With advances in technology, particularly in the form of miniaturization of transducer probes, elastography as well as 3D and 4D imaging, the market is poised to grow at a steady rate in the coming years, according to the report.

Frost & Sullivan also noted that advances in volume-rendering technologies in ultrasound will spur market growth. The market will witness substantial growth due to the widespread acceptance of hand-carried ultrasound by European hospitals, as well as private diagnostic settings.

"Hand-carried and portable ultrasound, coupled with advancements in breast ultrasound, will promote market expansion," said Bhattacharjee. "At the same time, growing demand from private practitioners to promote volume sales together with volume-rendering technology for ultrasound will drive the uptake of new equipment."

However, the market for radiology ultrasound will experience a gradual decline in the coming years owing to high levels of saturation, the report noted. Continuous price erosion, as well as the rising demand for refurbished equipment among private clinicians, will also hamper market growth.

The market will, therefore, be driven by companies that can provide enhanced value-added offerings and cater to the untapped potential in surgical, urology and musculoskeletal ultrasound, Frost & Sullivan said.

Sustaining competitive pricing alongside advancements in technology, competition from multi-slice CT and low-cost manufacturers that will fuel price erosion will pose major challenges to market expansion, the report said. The lack of complete reimbursement for several ultrasound procedures, coupled with the lack of standardization of 3D and 4D imaging, will also affect adoption rates.

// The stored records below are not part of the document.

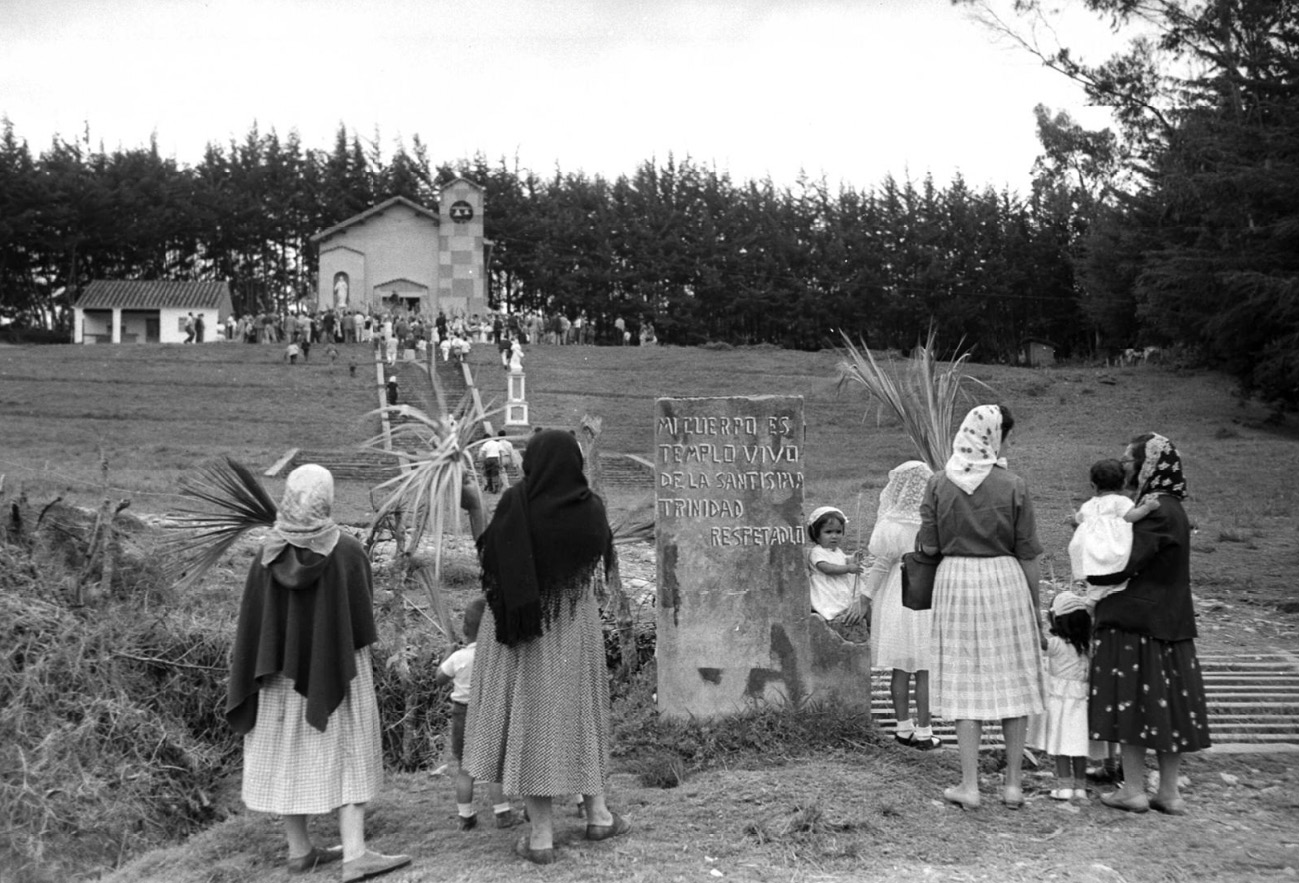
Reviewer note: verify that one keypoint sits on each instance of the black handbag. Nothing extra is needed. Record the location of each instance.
(919, 569)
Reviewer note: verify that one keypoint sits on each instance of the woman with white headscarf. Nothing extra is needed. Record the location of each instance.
(302, 691)
(987, 659)
(902, 636)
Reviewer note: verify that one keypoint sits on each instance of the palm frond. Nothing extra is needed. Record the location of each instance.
(437, 457)
(915, 391)
(230, 501)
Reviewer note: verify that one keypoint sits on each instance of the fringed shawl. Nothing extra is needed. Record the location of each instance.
(544, 540)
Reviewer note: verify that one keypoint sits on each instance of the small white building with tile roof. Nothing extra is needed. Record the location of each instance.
(402, 255)
(148, 312)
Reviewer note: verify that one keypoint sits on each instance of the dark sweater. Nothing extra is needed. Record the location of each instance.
(1158, 599)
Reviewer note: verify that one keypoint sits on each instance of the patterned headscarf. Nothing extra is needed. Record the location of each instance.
(904, 491)
(304, 517)
(977, 448)
(1161, 470)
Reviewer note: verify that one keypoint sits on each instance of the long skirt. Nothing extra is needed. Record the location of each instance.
(1147, 692)
(539, 712)
(902, 636)
(292, 769)
(987, 662)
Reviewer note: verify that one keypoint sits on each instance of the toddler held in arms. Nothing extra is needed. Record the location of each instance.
(1103, 539)
(835, 578)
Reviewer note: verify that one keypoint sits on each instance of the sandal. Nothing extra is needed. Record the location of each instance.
(524, 849)
(315, 858)
(605, 831)
(954, 796)
(920, 744)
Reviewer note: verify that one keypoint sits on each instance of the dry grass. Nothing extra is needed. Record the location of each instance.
(824, 810)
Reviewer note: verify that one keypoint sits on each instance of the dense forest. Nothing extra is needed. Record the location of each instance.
(1180, 229)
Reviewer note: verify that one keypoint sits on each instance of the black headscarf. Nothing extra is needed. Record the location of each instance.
(544, 540)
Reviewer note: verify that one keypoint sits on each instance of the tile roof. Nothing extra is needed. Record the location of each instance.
(107, 294)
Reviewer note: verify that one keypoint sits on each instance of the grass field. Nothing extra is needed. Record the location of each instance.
(159, 409)
(861, 812)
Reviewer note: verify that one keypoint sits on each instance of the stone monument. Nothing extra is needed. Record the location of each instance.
(516, 399)
(735, 627)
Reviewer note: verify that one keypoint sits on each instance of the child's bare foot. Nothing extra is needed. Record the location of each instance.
(961, 797)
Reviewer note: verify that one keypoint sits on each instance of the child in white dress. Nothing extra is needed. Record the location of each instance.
(1065, 718)
(1103, 540)
(834, 577)
(900, 636)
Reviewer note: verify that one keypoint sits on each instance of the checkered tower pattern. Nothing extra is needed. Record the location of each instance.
(461, 275)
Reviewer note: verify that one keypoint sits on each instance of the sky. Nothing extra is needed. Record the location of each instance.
(844, 90)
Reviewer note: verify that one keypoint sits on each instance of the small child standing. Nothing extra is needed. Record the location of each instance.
(834, 577)
(1065, 718)
(457, 670)
(1103, 540)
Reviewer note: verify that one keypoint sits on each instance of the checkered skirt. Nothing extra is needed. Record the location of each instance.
(987, 662)
(291, 768)
(539, 712)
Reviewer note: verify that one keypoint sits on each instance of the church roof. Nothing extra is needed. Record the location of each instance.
(373, 211)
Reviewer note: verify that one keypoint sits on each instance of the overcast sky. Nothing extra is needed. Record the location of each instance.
(851, 90)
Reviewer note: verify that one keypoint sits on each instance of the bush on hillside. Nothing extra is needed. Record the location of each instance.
(109, 731)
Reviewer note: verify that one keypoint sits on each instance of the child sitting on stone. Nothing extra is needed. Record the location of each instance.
(835, 578)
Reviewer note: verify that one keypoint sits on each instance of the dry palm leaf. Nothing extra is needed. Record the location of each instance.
(234, 501)
(915, 391)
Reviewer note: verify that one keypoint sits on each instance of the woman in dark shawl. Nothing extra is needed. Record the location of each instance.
(1147, 690)
(539, 708)
(300, 687)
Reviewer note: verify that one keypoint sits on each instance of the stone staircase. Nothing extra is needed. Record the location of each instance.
(1252, 701)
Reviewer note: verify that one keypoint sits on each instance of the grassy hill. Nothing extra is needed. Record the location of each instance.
(763, 805)
(159, 409)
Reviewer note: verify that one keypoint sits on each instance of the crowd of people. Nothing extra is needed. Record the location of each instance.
(407, 326)
(1108, 666)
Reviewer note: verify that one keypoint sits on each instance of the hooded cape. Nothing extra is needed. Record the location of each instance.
(303, 616)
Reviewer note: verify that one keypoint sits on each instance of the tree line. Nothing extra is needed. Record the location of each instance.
(1181, 229)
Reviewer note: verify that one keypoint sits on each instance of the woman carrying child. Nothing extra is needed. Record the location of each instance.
(834, 577)
(902, 636)
(539, 703)
(1067, 694)
(1147, 690)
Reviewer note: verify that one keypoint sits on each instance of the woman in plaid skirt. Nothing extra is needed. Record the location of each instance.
(986, 651)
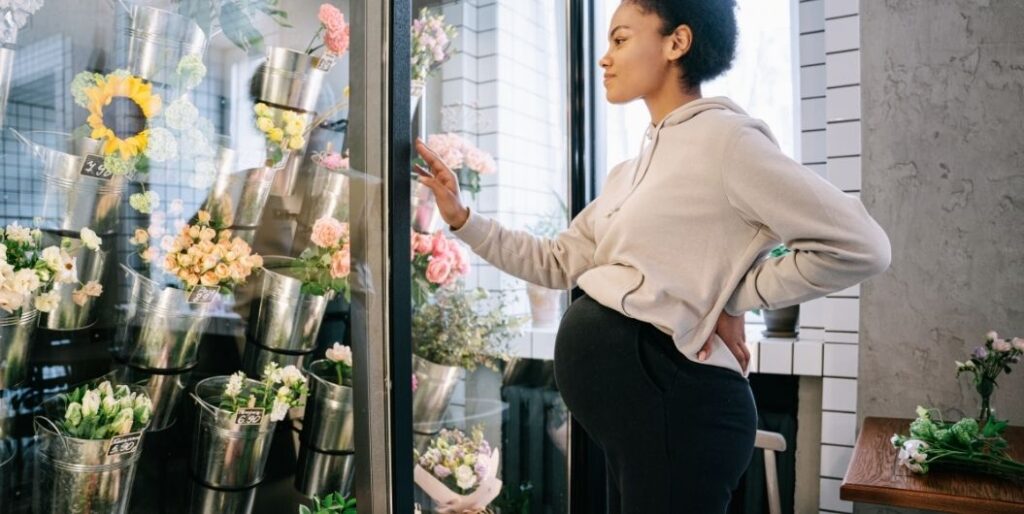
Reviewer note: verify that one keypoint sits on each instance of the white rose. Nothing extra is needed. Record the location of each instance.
(51, 256)
(465, 477)
(90, 240)
(47, 302)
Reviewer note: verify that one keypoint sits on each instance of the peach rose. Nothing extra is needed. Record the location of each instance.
(327, 232)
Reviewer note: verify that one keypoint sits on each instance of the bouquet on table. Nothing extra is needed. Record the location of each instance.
(969, 443)
(459, 472)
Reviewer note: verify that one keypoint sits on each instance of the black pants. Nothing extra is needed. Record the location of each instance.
(677, 435)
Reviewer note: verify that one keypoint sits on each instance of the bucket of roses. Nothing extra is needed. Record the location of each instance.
(87, 445)
(165, 318)
(29, 275)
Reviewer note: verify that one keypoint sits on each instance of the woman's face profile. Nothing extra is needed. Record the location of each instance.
(637, 62)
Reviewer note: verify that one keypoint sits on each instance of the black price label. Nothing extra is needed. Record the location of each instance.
(249, 417)
(326, 61)
(124, 444)
(203, 294)
(93, 167)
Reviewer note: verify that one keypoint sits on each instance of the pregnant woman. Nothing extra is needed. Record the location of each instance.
(651, 359)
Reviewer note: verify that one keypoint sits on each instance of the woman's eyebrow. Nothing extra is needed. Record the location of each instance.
(612, 32)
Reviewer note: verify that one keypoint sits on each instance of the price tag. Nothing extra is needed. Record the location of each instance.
(249, 417)
(326, 61)
(93, 167)
(124, 444)
(203, 294)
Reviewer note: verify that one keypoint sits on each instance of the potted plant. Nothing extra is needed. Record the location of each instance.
(971, 443)
(88, 443)
(456, 331)
(781, 322)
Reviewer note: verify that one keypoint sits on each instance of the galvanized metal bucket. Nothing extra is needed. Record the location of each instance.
(91, 266)
(15, 339)
(157, 40)
(160, 329)
(204, 500)
(285, 317)
(435, 383)
(238, 199)
(255, 358)
(226, 455)
(327, 460)
(165, 390)
(73, 201)
(76, 475)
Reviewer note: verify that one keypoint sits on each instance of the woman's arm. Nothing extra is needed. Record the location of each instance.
(835, 242)
(553, 263)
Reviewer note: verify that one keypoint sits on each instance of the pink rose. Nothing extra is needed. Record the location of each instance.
(327, 232)
(438, 270)
(341, 263)
(337, 41)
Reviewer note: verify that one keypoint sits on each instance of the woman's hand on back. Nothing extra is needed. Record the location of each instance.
(443, 183)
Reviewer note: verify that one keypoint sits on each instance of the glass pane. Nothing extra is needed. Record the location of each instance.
(184, 138)
(495, 111)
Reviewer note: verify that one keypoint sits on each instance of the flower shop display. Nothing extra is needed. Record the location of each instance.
(326, 459)
(88, 443)
(236, 422)
(76, 298)
(971, 443)
(295, 293)
(431, 40)
(335, 503)
(13, 16)
(165, 317)
(459, 472)
(31, 277)
(291, 80)
(437, 261)
(457, 330)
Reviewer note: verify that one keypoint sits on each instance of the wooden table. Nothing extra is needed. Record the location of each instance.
(875, 476)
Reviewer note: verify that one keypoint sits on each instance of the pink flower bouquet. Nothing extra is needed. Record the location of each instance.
(324, 267)
(437, 261)
(467, 161)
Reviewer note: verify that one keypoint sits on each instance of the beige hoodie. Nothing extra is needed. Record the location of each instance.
(679, 232)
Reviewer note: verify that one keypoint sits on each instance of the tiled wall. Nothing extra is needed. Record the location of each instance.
(504, 92)
(829, 59)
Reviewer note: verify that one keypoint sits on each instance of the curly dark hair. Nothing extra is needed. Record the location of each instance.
(714, 27)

"With the influx of low-cost manufacturers, price sensitivity will continue to be a cause of concern for vendors," Bhattacharjee warned. "The lack of complete reimbursement for several clinical applications of ultrasound may also hamper the market's growth, providing an edge to other imaging modalities such as multislice CT."

Global vendors need to develop improved value-added offerings to counter the threat posed by low-cost manufacturers, according to the report. They should also form lobbies or associations to promote the complete reimbursement for different ultrasound procedures.

Furthermore, the report advised companies to strategize to efficiently cater to the demand for mid-range ultrasound equipment from private clinics.